Nurdin has held his post since 2003, when he was elected to replace Agum Gumelar at the PSSI national congress. He was re-elected in 2007.
His time in charge has been marked by controversy and a downturn in international success. This year, the senior national team failed to qualify for the Asian Cup for the first time since 1992, and the Under-23 team bowed out of the 2009 Southeast Asian Games after an embarrassing 2-0 loss to Laos.
Nurdin also ran the PSSI from behind bars in 2005 and 2006 after being found guilty of illegally importing rice. He was sentenced to 30 months in jail but only served 12 months after having the rest of his sentence commuted by the government.
Nurdin reminded supporters that the KSN is not an official PSSI event, and as such any results are not binding.
“Only PSSI members, which includes the PSSI provincial offices and clubs, can ask for my resignation before my second term ends in 2011, through an extraordinary meeting. Until now, none of them has asked for that meeting,” he said.
KSN chairman Agum Gumelar said the goal of the event was to find solution to improve Indonesian football.
“We’ll just seek recommendations for the PSSI and, of course, they are not legally binding,” Agum said. “That will be up to the PSSI to do the recommendations or not. But those recommendations, I think, will be a strong pressure on the PSSI to reform the association and revamp national football.”

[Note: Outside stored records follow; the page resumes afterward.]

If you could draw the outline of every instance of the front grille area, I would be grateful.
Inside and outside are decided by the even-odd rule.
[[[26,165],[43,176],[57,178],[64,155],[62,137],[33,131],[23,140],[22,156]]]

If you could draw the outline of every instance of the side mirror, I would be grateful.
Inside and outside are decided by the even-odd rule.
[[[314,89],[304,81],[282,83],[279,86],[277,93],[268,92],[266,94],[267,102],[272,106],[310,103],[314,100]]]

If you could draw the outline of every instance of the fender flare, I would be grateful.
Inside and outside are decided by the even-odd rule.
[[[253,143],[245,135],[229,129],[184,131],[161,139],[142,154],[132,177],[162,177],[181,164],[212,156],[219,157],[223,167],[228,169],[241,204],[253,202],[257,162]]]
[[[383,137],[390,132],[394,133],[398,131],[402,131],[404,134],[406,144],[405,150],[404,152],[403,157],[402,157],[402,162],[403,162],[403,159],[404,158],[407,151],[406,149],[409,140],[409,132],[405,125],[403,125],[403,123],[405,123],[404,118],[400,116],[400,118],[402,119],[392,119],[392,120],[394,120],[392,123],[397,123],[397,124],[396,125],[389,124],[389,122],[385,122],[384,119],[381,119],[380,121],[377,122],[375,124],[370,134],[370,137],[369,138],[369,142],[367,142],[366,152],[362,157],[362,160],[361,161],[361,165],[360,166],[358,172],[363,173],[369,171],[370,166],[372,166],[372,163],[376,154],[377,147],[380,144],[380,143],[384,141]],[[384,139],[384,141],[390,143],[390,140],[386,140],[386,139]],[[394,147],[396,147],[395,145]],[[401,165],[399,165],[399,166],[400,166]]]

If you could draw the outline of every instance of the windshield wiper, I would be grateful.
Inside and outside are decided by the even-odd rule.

Those expecting dramatic change after the KSN would do well to temper their expectations, and not just because of perceived stubbornness from the PSSI.
World governing body FIFA has shown little patience for outside entities meddling with its members. It suspended Kuwait, Iraq and Brunei Darussalam in recent years for what it deemed to be political interference.
Still, Sriwijaya FC manager Hendri Zainuddin said the PSSI must be reformed.
“The organizers and government representatives lack coordination. They should give us a guarantee if they wanted our support. We’ll still wait and see. We agree the PSSI needs to be reformed, but it has to comply with the PSSI statutes,” he said.
Former national team coach Sinyo Aliandoe took a much harsher view, calling for a complete reorganization of the PSSI.
“The PSSI has to be changed totally. Nurdin has to step down and the PSSI has to be rejuvenated. If he refuses to step down, the National Sports Committee must suspensd the PSSI’s membership,” Sinyo said.
While FIFA would likely take a dim view of such drastic action, it would finally signal a concerted effort to have someone take responsibility for the country’s downturn on the field.
The senior team suffered an 11-1 aggregate loss to Syria in the second round of World Cup qualifying in 2007. Singapore, Vietnam and Thailand have all pulled ahead of Indonesia in the region, with domestic clubs similarly falling behind their peers.